[Beowulf] SC13 wrapup, please post your own

Sat Nov 23 12:01:26 PST 2013

On Nov 23, 2013, at 1:40PM, Joe Landman <landman at scalableinformatics.com> wrote:

> That is, we as a community have much to offer the growing big data 
> community.  

I think this is completely true, and somewhat urgent.  The two communities have a lot to teach each other.

The big data community remains incredibly naive about a lot of performance/scalability issues - and of course they are, they’ve only been at this a few years.  Traditional HPC has a *lot* of hard-won knowledge and experience to offer.

But conversely, where we’ve been naive is the importance of easily deployable, scalable, easy-to-develop-for software frameworks, even if it initially comes at substantial cost in terms of single-processor performance.  If we choose not to learn the lessons of rapid growth of tools like Hadoop, we are in trouble as a community.  

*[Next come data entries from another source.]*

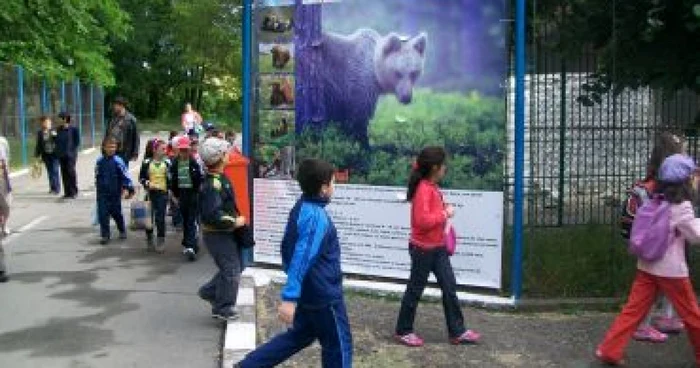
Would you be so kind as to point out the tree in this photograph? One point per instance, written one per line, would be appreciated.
(639, 43)
(180, 51)
(62, 39)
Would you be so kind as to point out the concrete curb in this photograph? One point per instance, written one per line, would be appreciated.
(240, 336)
(265, 276)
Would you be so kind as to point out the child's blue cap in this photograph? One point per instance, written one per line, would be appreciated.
(677, 168)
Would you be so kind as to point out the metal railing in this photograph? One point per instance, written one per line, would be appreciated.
(25, 97)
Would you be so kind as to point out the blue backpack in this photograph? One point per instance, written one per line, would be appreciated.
(651, 230)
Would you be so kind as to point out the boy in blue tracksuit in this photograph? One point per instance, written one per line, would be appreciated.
(312, 299)
(112, 181)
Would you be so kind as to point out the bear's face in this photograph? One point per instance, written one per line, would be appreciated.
(398, 63)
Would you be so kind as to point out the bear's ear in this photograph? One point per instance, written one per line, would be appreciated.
(392, 43)
(419, 43)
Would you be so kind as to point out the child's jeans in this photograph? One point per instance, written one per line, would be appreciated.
(110, 206)
(159, 204)
(329, 325)
(422, 263)
(642, 295)
(189, 206)
(222, 289)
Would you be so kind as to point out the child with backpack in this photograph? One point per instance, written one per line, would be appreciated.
(155, 178)
(186, 180)
(660, 231)
(652, 329)
(428, 251)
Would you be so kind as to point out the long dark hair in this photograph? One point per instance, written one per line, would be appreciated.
(666, 144)
(427, 160)
(677, 193)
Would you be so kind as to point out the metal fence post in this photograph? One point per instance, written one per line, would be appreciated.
(22, 113)
(63, 96)
(247, 141)
(92, 113)
(78, 109)
(44, 97)
(562, 142)
(103, 110)
(519, 165)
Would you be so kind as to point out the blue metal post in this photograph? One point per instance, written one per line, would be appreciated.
(78, 102)
(44, 97)
(247, 93)
(104, 109)
(22, 114)
(63, 96)
(517, 271)
(92, 114)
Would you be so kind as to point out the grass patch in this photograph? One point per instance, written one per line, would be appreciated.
(578, 261)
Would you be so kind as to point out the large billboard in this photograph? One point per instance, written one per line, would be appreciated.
(365, 84)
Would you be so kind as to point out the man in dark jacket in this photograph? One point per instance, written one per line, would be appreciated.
(67, 143)
(123, 129)
(46, 151)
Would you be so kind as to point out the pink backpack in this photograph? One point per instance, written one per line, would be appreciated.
(450, 239)
(651, 230)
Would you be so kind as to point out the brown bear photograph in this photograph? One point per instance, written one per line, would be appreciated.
(276, 25)
(277, 92)
(276, 58)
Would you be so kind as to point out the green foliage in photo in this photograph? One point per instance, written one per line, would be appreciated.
(470, 127)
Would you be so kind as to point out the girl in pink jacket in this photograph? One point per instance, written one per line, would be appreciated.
(668, 274)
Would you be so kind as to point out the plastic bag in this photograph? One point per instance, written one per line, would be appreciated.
(141, 214)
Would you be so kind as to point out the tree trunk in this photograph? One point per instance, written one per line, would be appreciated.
(310, 109)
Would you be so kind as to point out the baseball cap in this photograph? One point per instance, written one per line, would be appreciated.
(677, 168)
(182, 142)
(213, 150)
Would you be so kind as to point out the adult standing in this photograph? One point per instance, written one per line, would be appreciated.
(123, 129)
(191, 119)
(67, 143)
(46, 150)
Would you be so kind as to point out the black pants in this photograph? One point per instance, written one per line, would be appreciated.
(110, 206)
(422, 263)
(222, 289)
(189, 208)
(52, 167)
(68, 176)
(159, 204)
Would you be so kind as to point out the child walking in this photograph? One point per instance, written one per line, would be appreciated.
(112, 181)
(219, 220)
(669, 274)
(429, 216)
(312, 299)
(186, 181)
(155, 178)
(653, 329)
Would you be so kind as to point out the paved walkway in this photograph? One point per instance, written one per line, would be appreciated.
(74, 303)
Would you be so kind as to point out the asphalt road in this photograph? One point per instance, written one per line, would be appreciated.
(74, 303)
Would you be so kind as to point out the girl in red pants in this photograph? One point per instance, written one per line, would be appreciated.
(668, 274)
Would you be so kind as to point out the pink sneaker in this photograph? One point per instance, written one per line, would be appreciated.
(650, 334)
(411, 340)
(468, 337)
(669, 325)
(608, 360)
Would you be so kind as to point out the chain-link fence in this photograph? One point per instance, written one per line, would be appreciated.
(27, 97)
(580, 158)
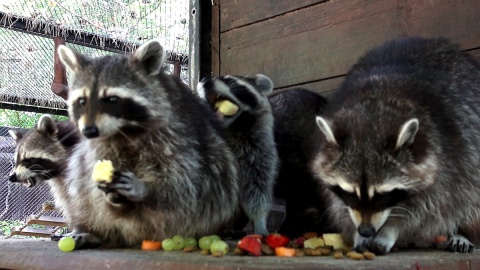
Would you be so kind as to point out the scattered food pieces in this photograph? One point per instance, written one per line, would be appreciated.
(103, 171)
(251, 245)
(277, 240)
(66, 244)
(285, 252)
(151, 245)
(226, 107)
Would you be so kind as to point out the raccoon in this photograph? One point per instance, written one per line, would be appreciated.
(41, 155)
(174, 173)
(294, 112)
(398, 146)
(250, 135)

We’ve talked for years about how hardware is advancing more rapidly than software, but not done much about it; now someone has, and it’s not us.  As a result, people are already trying to fit very HPCy sorts of problems into Hadoopy sorts of frameworks (cf, all the BSP stuff in Pregel or Hama) because it’s so much easier to get things working, and so much easier to find developers to maintain.  When it comes to choosing a direction for a new project, 100x the number of developers will always win over single-processor performance, or even scaling, because you can then direct enormous amounts of resources to fixing performance issues in the underlying frameworks.  

    Jonathan

-- 
Jonathan Dursi, <ljdursi at scinet.utoronto.ca>
SciNet HPC Consortium, Compute Canada
http://www.SciNetHPC.ca
http://www.ComputeCanada.ca